This whitepaper is for historical reference only. Some content might be outdated and some links might not be available.
Amazon OpenSearch Service
Amazon OpenSearch Service
It’s easy to get started with OpenSearch Service. You can set up and configure your OpenSearch Service domain in
minutes from the AWS Management Console
OpenSearch Service enables you to scale your cluster through a single API call, or a few clicks in the console. With OpenSearch Service, you get direct access to the OpenSearch Service open-source API, so that code and applications you’re already using with your existing OpenSearch Service environments will work seamlessly.

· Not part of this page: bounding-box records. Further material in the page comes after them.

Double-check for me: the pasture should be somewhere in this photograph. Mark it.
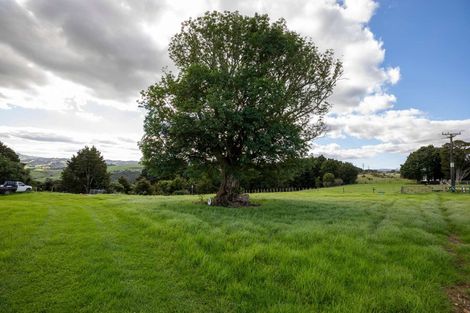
[0,183,470,313]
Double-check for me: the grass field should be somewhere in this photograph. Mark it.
[0,183,470,313]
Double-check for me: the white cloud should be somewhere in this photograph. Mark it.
[318,109,470,159]
[354,93,397,114]
[387,67,400,85]
[0,126,140,160]
[0,0,470,166]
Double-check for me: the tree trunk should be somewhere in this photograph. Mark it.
[214,170,240,206]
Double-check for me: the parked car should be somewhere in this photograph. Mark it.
[0,180,33,194]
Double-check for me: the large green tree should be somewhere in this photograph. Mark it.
[62,146,109,193]
[441,140,470,183]
[0,142,31,184]
[140,12,342,205]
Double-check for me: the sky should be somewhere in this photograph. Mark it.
[0,0,470,168]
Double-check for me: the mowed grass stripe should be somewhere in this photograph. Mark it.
[0,186,470,312]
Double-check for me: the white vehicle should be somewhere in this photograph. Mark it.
[0,180,33,193]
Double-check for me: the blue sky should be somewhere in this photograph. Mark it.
[0,0,470,168]
[370,0,470,119]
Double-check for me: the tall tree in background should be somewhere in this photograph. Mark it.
[0,142,31,184]
[400,145,443,181]
[140,12,342,205]
[441,140,470,183]
[62,146,109,193]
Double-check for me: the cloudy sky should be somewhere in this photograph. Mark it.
[0,0,470,168]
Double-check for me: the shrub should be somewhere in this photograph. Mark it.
[334,178,344,186]
[134,177,154,195]
[323,173,335,187]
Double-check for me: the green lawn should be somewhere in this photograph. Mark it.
[0,184,470,313]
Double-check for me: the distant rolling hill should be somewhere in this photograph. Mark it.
[20,154,143,182]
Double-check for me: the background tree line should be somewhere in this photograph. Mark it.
[0,142,31,184]
[400,140,470,183]
[135,156,360,195]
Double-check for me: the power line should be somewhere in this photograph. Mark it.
[442,132,462,192]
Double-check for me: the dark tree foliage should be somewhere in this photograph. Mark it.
[140,12,342,205]
[400,145,443,181]
[118,176,132,194]
[134,177,155,195]
[440,140,470,182]
[0,142,31,184]
[62,146,110,193]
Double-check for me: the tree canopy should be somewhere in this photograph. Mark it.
[440,140,470,182]
[0,142,31,184]
[140,12,342,205]
[62,146,109,193]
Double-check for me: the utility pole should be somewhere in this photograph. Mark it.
[442,132,461,192]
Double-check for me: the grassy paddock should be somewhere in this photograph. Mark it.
[0,184,470,313]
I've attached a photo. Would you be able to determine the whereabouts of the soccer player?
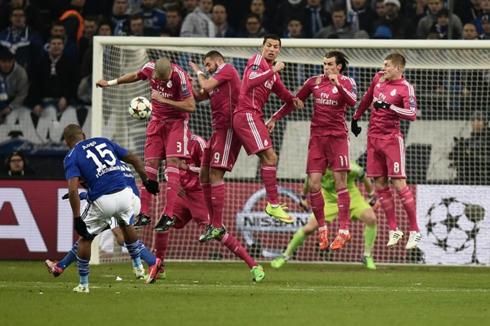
[45,162,154,279]
[233,34,304,223]
[271,162,379,269]
[267,51,357,250]
[189,51,242,242]
[96,58,196,231]
[151,135,265,282]
[63,124,162,293]
[351,53,422,249]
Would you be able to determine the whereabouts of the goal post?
[90,36,490,265]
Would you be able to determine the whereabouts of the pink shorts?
[145,119,190,161]
[306,136,350,174]
[366,135,407,179]
[201,129,242,171]
[233,111,272,155]
[174,190,209,229]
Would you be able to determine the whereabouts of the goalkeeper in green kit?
[271,161,379,269]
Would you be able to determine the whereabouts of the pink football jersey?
[235,54,294,115]
[137,61,192,120]
[354,72,417,139]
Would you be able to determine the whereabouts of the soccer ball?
[128,96,151,120]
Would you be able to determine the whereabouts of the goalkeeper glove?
[74,216,88,237]
[369,197,379,209]
[350,119,362,137]
[299,195,308,211]
[374,101,391,111]
[143,179,160,195]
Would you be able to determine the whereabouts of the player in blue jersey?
[45,162,158,279]
[63,124,162,293]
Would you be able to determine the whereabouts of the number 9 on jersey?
[128,96,151,120]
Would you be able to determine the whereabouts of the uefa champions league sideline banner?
[0,180,490,266]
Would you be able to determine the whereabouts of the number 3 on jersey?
[86,143,117,173]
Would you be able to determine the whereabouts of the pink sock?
[398,186,419,232]
[310,190,326,227]
[141,164,158,215]
[221,233,258,269]
[155,232,169,260]
[201,182,214,223]
[211,181,225,228]
[260,164,279,205]
[163,165,180,217]
[378,187,398,231]
[337,188,350,230]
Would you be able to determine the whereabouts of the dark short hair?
[325,51,349,73]
[262,34,281,46]
[0,47,14,61]
[204,50,223,60]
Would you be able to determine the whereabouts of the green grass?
[0,262,490,326]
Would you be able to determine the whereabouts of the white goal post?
[90,36,490,265]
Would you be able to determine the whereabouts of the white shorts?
[109,192,141,230]
[82,187,134,236]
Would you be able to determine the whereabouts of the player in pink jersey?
[155,135,265,282]
[267,51,357,250]
[351,53,422,249]
[189,51,242,242]
[233,34,304,223]
[96,58,196,231]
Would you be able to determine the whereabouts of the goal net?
[92,37,490,265]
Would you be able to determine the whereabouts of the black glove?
[74,217,88,237]
[350,119,362,137]
[374,101,391,111]
[143,179,160,195]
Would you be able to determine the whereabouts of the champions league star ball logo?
[425,197,485,264]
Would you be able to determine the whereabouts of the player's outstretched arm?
[122,152,160,195]
[151,92,196,113]
[95,72,140,88]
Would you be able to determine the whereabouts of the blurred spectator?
[3,151,35,177]
[454,0,481,24]
[373,0,417,39]
[0,8,43,71]
[136,0,167,36]
[352,0,384,34]
[59,0,85,45]
[211,5,236,37]
[111,0,129,36]
[0,48,29,124]
[160,7,182,37]
[180,0,199,19]
[129,15,145,36]
[417,0,463,39]
[315,6,369,38]
[78,16,99,63]
[180,0,216,37]
[284,17,305,38]
[447,111,490,185]
[269,0,305,35]
[42,20,78,61]
[249,0,271,33]
[429,7,461,40]
[242,14,267,38]
[462,23,478,40]
[300,0,332,38]
[31,36,79,117]
[480,15,490,40]
[80,20,114,78]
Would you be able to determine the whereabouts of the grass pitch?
[0,261,490,326]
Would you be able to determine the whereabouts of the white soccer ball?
[128,96,151,120]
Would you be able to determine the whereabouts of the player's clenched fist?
[274,61,284,72]
[95,79,109,88]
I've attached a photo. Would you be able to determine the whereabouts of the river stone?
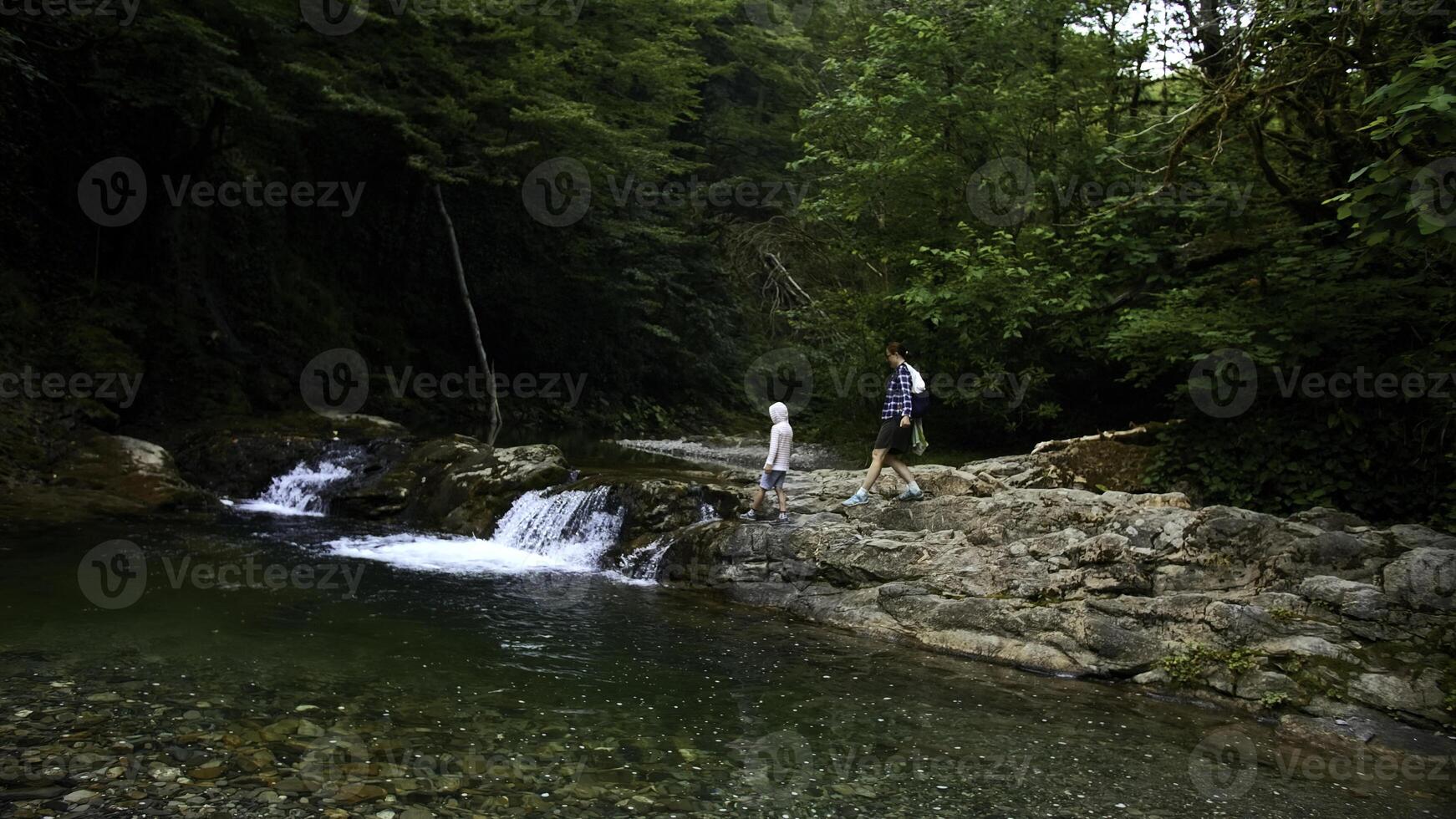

In addition to X86 based instances, Amazon OpenSearch Service offers instances from the Graviton2 instance
Ideal usage patterns
OpenSearch Service is ideal for querying and searching large amounts of data. Organizations can use OpenSearch Service to do the following:
-
Analyze activity logs, such logs for customer facing applications or websites
-
Analyze CloudWatch Logs with OpenSearch Service
-
Analyze product usage data coming from various services and systems
-
Analyze social media sentiments, CRM data, and find trends for your brand and products
-
Analyze data stream updates from other AWS services, such as Amazon Kinesis Data Streams and Amazon DynamoDB
-
Utilize a rich search and navigation experience.
-
Monitor usage for mobile applications
Cost model
With Amazon OpenSearch Service, you pay only for what you use. There are no minimum fees or upfront commitments. You are charged for OpenSearch Service instance hours, Amazon EBS storage (if you choose this option), and standard data transfer fees.
You can get started with our free tier, which provides free usage of up to 750 hours
per month of a single-AZ t2.micro.elasticsearch
or t2.small.elasticsearch
instance and 10 GB
per month of optional Amazon EBS storage (Magnetic or General Purpose). With OpenSearch Service Reserved
Instances, you can reserve instances for a one- or three-year term and get significant savings
on usage costs compared to On-Demand Instances.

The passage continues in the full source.